Within the last week we've watched
Reality Bites and
Girl, Interrupted, the latter viewing having occurred last night and left us sighing in disappointment, myself moreso considering my intimate involvement with Kaysen's original text and the subject matter charging it. One of my three final papers was spent dissecting my own close reading of this memoir. My only purpose it now seems was to identify the voice(s) of madwomen and declare whether or not they can be heard, if they are translatable and how closely their speech resonates as beastly or monstrous. All conclusions led back to the author herself, a feminine body and writing so utterly transformed by the regulatory and violent nature of diagnosis; and I found that if any hard-fast answers were to be had that they were elusive and beyond the scope of this one essay. I would be leaving out more than what I could include. The space allowed for a cataloguing of voices but necessarily blocked a discussion of their timbre, significance beyond the singular event of embodiment and individual use, their weakness or strength in numbers, or what any of this might mean for my own burgeoning theories about eating disorders and women and literature and writing and desire and Benjamin, Foucault, Butler, Beauvoir, Derrida, maybe even Caruth, absolutely Rushdie.
But after all I'm still sitting here thinking of Winona Ryder and just how fucking cute she is when she slouches or when she's in a striped sailor's tee with longsleeves and pink lips all pouty and suggestive. Winona's one of those women born to wear a boy cut and exude a sex that only
seems innocent or accessible. I look at her and forget her semi-horrible performances because, well, her lips. Because her lips, because her doe-eyes. Coz.
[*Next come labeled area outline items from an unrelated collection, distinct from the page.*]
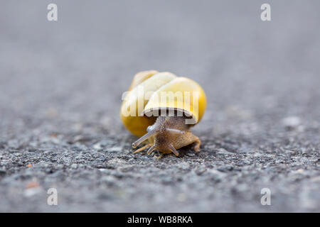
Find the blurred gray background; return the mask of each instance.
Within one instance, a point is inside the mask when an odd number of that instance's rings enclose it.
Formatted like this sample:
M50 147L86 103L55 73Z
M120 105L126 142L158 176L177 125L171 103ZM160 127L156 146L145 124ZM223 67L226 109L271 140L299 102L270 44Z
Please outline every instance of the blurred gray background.
M319 9L1 1L0 211L320 211ZM146 70L203 86L200 153L132 153L121 96Z

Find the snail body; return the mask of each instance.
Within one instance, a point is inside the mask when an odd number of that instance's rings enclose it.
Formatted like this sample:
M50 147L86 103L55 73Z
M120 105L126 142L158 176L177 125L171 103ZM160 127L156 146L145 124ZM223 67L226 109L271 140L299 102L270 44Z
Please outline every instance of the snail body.
M169 98L162 99L164 94ZM194 150L200 150L201 140L190 128L200 121L206 106L206 94L193 80L149 70L135 75L120 116L124 126L141 137L132 143L134 148L146 140L149 142L134 153L149 148L148 154L157 150L178 156L176 150L193 143Z

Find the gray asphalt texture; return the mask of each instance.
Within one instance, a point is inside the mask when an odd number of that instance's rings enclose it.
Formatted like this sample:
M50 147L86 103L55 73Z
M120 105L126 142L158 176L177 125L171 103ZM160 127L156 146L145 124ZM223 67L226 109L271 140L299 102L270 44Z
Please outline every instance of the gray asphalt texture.
M49 3L0 7L0 211L320 211L319 1ZM203 86L200 153L132 154L146 70Z

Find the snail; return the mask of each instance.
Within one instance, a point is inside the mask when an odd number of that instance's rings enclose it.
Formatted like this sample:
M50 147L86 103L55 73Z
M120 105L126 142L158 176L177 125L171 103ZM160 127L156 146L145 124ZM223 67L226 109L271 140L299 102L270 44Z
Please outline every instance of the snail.
M140 137L132 143L135 150L149 148L147 154L158 150L164 154L179 155L179 148L194 143L200 151L200 139L190 128L202 118L206 97L201 87L193 80L169 72L156 70L137 73L121 106L121 120L128 131Z

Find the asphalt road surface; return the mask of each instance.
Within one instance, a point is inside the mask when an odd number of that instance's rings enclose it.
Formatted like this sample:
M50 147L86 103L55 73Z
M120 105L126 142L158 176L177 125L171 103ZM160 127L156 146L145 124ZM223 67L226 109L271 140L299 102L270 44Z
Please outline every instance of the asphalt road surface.
M319 1L268 1L271 21L264 1L50 3L0 7L0 211L320 211ZM203 86L200 153L132 154L121 97L146 70Z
Even when her portrayal of a woman with borderline and suicidal and eating-disordered tendencies falls so short of the mark that I cringe to think how it only perpetuates the long held stock-character that is the frail, unknowing Madwoman - sick, crazy, inconsequential - even then I do not judge her as harshly as I should for misrepresenting
me and for not doing something
greater, more revolutionary, with that role. I do and I don't.
Maybe I'm just content with knowing that I'll be the one to succeed where she and so many others have foundered.
we are the walrus or something like that
Oh...wow...you really hit the nail on the head. Winona's eyes... 'nuff said.